Mabel explicitly hates Hawley, and loans her granddaughter a Pontiac Firebird only to report it stolen. Loo is better off with Marshall Hicks, the only one of her classmates who isn’t put off by “the scent of her strangeness.” She breaks his finger, but he doesn’t hold a grudge.
If taken alone, Hawley’s story would be one of hopelessness and misdirection. He is filled with regret and not a little anger, his lack of agency (in a career of card-sharking, robberies and “retrievals” of sought-after goods) a tide he cannot turn: “The bad luck had gone on so long now he felt marked, like a smudge had been left on his forehead.” That saying about happenstance, coincidence and divine intervention must apply here – who gets shot over and over again by accident? – and the very act of receiving a bullet, the passage of metal through flesh, starts to feel as sacramental as the rites administered to tiny Loo, baptized at her mother’s insistence.
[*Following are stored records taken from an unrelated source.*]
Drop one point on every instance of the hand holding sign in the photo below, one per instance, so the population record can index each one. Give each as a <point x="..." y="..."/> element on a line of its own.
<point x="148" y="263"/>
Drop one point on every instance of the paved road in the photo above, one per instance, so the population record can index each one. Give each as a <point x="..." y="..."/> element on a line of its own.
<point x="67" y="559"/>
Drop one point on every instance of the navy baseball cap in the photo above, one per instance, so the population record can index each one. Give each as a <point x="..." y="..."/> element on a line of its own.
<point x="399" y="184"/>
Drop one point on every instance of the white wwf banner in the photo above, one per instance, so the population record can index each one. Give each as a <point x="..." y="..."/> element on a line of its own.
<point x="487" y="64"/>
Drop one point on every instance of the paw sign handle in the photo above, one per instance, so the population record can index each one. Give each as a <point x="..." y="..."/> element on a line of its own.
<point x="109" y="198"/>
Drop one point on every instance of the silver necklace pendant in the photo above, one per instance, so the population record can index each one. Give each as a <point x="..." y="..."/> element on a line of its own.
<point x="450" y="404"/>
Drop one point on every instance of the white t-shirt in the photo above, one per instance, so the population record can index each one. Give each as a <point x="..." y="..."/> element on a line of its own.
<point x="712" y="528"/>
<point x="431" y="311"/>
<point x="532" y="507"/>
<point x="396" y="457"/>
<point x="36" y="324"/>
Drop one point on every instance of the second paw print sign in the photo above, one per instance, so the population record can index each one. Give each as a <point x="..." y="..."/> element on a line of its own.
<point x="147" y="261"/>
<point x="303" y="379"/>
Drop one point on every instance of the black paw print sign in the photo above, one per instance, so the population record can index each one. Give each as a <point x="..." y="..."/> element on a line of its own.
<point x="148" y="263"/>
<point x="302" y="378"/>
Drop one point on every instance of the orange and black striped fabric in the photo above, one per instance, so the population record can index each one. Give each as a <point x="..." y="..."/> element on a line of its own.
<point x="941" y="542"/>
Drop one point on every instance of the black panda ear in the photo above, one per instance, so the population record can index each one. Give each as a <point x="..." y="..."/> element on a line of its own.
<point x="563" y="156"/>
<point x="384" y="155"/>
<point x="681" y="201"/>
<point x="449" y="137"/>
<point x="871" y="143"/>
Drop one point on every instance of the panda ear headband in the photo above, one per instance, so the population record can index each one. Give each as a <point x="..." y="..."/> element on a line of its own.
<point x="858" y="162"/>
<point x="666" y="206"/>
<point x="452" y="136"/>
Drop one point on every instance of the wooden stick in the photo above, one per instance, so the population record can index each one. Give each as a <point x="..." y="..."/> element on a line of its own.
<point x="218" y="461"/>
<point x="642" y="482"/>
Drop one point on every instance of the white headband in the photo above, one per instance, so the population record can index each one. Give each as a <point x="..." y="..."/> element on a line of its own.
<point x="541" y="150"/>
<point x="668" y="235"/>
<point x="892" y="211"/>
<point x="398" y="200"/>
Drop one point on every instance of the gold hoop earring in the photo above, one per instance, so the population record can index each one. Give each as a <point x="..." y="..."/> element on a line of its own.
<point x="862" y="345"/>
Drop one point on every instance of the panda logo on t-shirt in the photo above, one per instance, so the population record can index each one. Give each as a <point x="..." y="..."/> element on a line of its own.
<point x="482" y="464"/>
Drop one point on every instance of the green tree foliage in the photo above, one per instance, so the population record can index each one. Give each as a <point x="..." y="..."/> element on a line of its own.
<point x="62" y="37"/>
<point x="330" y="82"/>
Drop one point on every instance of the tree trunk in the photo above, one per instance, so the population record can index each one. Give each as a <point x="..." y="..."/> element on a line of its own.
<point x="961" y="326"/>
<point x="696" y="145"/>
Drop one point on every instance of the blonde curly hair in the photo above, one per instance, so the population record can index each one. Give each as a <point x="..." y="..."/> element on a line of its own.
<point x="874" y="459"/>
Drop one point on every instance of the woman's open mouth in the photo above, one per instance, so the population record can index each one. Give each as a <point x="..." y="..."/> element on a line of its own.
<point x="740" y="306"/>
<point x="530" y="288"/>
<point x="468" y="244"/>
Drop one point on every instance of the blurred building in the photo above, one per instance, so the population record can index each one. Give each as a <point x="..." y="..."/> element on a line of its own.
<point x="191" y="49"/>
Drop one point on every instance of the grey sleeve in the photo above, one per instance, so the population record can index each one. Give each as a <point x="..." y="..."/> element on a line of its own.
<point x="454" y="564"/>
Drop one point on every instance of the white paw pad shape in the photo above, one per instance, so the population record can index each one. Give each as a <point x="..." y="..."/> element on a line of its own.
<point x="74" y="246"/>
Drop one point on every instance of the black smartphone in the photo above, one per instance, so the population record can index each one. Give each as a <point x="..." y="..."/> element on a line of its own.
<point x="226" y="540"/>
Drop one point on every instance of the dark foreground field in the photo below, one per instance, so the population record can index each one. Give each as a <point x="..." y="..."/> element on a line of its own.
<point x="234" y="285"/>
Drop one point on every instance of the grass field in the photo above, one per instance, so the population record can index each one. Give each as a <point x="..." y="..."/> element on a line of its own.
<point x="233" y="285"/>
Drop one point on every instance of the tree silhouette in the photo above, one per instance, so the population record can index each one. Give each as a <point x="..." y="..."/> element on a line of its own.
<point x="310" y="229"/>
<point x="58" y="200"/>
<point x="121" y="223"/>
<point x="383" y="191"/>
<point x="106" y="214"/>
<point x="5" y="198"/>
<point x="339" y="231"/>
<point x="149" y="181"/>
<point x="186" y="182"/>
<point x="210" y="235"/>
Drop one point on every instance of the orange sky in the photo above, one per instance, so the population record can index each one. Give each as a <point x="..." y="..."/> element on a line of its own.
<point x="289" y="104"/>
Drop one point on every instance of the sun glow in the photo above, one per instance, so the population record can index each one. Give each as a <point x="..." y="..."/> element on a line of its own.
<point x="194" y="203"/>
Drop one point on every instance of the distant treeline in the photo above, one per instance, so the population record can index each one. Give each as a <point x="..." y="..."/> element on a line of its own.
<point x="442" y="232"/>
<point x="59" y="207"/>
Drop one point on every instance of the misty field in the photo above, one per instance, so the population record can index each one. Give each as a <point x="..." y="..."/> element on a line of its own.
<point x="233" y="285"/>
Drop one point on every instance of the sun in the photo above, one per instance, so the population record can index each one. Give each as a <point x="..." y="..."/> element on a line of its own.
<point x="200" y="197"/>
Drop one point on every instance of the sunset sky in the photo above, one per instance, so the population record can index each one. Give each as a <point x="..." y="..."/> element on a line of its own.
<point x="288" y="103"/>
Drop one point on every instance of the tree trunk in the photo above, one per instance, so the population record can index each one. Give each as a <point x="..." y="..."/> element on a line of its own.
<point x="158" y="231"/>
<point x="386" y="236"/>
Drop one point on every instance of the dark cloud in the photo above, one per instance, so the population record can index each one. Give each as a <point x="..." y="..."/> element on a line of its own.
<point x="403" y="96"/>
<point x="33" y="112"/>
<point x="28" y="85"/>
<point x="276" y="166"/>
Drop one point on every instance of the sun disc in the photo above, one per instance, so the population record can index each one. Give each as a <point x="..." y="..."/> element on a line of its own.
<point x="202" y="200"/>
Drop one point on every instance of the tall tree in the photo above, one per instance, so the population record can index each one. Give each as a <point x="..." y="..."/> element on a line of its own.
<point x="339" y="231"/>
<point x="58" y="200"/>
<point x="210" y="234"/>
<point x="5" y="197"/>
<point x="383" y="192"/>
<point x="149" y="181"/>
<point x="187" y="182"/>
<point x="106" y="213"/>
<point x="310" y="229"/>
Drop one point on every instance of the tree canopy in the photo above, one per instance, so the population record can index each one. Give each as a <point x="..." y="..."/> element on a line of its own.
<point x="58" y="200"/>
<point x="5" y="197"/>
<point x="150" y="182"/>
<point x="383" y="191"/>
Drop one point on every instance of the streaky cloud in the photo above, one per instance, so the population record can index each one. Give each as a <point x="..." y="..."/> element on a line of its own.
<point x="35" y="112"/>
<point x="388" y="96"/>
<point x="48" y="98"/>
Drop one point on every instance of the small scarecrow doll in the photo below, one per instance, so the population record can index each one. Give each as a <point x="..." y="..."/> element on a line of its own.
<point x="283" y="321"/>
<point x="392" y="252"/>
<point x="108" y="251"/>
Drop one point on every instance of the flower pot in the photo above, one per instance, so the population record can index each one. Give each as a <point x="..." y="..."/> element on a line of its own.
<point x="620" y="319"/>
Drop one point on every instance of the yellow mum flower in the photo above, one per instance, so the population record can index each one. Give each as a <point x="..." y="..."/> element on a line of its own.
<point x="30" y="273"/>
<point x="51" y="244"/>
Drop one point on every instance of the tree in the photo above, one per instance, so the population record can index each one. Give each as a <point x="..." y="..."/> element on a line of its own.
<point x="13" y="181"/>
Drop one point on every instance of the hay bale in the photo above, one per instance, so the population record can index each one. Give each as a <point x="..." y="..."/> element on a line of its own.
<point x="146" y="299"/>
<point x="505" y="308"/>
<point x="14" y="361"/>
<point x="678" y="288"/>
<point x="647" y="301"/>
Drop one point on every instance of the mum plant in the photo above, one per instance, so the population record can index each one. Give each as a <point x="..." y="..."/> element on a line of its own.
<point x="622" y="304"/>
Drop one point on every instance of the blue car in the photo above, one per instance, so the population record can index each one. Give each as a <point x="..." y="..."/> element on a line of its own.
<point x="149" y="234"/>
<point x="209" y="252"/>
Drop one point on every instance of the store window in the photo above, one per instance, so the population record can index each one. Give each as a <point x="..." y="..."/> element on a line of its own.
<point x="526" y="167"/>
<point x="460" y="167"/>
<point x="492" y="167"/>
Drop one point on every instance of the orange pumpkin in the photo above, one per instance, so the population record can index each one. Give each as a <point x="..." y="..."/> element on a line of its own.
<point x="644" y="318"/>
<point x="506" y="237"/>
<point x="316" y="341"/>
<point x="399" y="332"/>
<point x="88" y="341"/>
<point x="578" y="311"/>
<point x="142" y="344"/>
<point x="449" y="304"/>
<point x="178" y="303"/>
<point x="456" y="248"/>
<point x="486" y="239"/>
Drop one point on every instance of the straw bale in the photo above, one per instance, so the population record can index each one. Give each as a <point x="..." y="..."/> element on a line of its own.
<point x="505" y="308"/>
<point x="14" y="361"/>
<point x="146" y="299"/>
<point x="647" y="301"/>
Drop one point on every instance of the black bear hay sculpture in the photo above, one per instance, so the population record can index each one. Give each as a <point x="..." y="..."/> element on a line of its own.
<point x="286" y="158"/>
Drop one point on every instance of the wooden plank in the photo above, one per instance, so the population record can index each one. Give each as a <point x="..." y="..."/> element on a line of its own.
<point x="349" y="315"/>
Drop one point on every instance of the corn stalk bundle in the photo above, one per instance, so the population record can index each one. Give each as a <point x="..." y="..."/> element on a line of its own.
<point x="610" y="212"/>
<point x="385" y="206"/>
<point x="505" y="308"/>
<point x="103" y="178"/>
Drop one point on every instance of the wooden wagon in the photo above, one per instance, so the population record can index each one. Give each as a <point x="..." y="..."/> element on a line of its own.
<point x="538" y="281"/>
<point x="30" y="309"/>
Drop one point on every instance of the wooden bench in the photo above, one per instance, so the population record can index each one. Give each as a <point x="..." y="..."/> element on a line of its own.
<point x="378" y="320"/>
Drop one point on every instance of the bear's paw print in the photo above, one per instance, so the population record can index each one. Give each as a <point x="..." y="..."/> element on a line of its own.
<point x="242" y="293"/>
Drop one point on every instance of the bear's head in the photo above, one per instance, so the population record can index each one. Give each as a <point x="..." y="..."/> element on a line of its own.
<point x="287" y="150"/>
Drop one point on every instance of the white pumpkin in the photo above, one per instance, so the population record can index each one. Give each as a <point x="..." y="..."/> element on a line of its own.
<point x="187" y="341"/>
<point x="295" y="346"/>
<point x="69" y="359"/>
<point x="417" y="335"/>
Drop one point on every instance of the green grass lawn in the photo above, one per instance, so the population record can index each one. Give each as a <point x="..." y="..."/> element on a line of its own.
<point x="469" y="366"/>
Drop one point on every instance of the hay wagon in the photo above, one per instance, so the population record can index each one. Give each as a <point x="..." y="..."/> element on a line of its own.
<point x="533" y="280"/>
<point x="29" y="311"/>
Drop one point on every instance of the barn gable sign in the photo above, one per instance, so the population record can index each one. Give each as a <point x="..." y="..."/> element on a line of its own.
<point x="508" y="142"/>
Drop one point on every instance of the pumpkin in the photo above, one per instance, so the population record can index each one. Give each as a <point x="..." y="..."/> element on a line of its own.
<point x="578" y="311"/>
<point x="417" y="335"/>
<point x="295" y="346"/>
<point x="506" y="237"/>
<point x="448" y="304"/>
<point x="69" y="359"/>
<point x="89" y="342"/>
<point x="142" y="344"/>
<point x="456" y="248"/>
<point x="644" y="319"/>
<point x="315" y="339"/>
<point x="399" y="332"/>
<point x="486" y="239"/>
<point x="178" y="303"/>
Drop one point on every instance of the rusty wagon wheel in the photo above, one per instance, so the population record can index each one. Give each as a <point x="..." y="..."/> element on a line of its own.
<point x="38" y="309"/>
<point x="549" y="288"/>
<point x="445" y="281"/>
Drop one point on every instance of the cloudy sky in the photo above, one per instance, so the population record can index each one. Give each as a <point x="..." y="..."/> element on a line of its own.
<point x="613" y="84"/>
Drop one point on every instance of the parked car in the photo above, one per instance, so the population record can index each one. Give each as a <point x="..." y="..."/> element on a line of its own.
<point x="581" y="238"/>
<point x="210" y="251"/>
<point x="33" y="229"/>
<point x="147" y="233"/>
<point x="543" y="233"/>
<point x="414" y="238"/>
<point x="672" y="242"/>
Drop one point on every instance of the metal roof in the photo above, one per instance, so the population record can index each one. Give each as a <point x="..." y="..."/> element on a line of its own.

Even at its greatest extremity, with Hawley sitting in a motel bathroom with a gunshot foot, wishing he could erase his life – from his father’s death to “every bullet, every twisted turn of the road he’d followed”, meeting Lily, having Loo – The Twelve Lives of Samuel Hawley eschews nihilism and embraces the restless, pioneering spirit of a modern Western. Tinti controls mood and momentum like a master, and idyllic scenes turn nasty as quickly and easily as clouds passing across the sun. Stories this well told, this hungry for originality, are rare, and should not be missed.